Freimaurerloge
>> Zur Katharinenlinde <<

i.Or.Esslingen am Neckar

Warum bin ich Freimaurer geworden und was fasziniert mich an dem Freimaurerbund noch heute, nach langjähriger Mitgliedschaft?


Meine erste Berührung mit der Freimaurerei verdanke ich Leo Tolstois Roman „Krieg und Frieden“. Der zweite und ausschlaggebende Kontakt hingegen einem Bundeswehrkameraden, der später zu einem guten Freund wurde. Er hat mir als Freimaurer Anfang der 1990er Jahre eine Einladung der Esslinger Loge verschafft.

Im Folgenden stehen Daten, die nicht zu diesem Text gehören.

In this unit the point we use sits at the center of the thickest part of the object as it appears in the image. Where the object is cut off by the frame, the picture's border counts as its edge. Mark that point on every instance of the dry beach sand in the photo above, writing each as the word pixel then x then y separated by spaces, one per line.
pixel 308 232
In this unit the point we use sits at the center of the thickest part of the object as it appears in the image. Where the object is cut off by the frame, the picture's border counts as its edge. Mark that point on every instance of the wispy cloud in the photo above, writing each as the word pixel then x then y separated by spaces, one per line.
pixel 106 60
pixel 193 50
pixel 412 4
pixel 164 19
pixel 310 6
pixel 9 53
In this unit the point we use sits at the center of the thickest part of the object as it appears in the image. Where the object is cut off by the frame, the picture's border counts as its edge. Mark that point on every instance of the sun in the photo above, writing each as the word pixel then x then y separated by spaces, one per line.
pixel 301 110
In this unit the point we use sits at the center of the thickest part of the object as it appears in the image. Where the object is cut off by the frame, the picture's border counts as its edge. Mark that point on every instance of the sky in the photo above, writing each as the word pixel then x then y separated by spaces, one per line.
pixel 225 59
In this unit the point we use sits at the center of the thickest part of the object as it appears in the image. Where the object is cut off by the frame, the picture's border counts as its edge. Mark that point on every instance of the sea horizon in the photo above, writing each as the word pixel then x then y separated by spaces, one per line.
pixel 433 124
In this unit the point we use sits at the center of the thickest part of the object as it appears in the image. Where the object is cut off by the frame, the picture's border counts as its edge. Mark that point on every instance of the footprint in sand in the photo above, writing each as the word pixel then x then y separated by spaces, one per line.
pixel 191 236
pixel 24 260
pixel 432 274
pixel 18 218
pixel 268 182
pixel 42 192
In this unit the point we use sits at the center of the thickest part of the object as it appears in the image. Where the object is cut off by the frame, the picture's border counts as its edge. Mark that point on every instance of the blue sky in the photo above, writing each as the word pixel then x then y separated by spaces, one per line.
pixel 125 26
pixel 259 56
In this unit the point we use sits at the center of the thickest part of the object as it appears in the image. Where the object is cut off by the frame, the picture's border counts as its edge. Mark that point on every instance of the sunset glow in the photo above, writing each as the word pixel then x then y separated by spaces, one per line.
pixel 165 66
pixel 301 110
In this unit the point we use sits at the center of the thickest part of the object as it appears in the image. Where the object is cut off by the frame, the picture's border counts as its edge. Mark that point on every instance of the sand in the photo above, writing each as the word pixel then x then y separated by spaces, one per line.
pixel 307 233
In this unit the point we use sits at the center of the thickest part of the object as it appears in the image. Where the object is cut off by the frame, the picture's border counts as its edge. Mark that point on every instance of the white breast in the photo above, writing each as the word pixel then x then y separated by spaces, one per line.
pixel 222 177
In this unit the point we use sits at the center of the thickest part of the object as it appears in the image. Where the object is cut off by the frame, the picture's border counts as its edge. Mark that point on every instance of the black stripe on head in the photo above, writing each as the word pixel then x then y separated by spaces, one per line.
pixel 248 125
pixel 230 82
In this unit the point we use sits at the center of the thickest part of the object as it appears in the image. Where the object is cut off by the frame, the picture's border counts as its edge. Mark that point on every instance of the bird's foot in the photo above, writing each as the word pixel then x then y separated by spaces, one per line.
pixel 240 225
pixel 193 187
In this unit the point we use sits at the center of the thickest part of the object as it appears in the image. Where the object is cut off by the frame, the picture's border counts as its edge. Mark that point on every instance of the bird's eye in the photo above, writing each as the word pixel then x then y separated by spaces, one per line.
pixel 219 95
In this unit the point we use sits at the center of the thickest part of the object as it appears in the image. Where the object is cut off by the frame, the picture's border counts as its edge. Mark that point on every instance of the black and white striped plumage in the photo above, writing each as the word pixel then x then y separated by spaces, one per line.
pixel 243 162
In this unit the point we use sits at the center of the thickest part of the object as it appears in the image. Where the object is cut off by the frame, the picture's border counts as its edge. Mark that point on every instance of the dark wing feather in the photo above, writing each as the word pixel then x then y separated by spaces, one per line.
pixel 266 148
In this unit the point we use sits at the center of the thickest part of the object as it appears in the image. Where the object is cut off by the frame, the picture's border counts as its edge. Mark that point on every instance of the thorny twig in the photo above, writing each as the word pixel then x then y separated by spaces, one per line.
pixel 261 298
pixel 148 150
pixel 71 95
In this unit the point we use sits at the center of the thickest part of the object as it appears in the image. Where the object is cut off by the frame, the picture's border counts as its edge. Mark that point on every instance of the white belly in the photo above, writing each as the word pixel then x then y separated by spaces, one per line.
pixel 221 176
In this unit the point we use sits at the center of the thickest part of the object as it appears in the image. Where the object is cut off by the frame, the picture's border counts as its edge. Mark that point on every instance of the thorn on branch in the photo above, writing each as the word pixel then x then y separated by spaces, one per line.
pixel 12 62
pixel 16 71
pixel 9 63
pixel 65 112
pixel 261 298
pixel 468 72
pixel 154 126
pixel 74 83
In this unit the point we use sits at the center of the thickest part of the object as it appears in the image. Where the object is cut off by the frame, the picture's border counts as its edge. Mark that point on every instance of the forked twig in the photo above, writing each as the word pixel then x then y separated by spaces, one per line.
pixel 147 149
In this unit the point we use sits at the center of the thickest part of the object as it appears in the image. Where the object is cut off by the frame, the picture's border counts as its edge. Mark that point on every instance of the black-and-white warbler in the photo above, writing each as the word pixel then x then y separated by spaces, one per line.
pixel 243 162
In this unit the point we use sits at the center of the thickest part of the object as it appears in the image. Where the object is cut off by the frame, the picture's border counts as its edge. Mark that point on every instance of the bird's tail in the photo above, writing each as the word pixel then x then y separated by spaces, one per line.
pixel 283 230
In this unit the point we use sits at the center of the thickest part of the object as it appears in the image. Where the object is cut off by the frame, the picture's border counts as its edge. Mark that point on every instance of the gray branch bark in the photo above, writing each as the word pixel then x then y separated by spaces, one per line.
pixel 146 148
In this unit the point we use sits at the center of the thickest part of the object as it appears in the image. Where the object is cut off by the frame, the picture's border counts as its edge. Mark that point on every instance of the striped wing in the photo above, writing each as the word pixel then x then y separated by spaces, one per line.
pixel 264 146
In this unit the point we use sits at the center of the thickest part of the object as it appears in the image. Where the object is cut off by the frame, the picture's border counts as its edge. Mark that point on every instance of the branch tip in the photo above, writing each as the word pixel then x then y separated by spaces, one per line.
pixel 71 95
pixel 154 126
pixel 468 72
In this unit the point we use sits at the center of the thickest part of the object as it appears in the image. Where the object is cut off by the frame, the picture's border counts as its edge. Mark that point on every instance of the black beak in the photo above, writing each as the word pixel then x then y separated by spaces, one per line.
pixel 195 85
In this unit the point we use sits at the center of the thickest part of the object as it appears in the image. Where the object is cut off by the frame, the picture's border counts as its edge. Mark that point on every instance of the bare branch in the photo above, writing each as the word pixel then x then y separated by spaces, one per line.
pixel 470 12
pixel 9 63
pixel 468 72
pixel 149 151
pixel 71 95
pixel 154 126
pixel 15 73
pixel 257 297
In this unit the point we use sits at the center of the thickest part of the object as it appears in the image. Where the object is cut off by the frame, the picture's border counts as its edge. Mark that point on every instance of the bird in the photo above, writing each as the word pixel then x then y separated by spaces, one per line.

Ich habe dabei sehr interessante Herren kennen gelernt, die einen sehr entspannten und souveränen Eindruck auf mich machten. Obwohl sehr würdig, lebensweise und/oder beruflich erfolgreich, hat keiner hochmütig auf den „Grünschnabel“ herabgeblickt. Irritierend und reizvoll zugleich erschien mir das „Treiben“ im so genannten Tempel. Daran durfte ich als Gast jedoch nicht teilhaben.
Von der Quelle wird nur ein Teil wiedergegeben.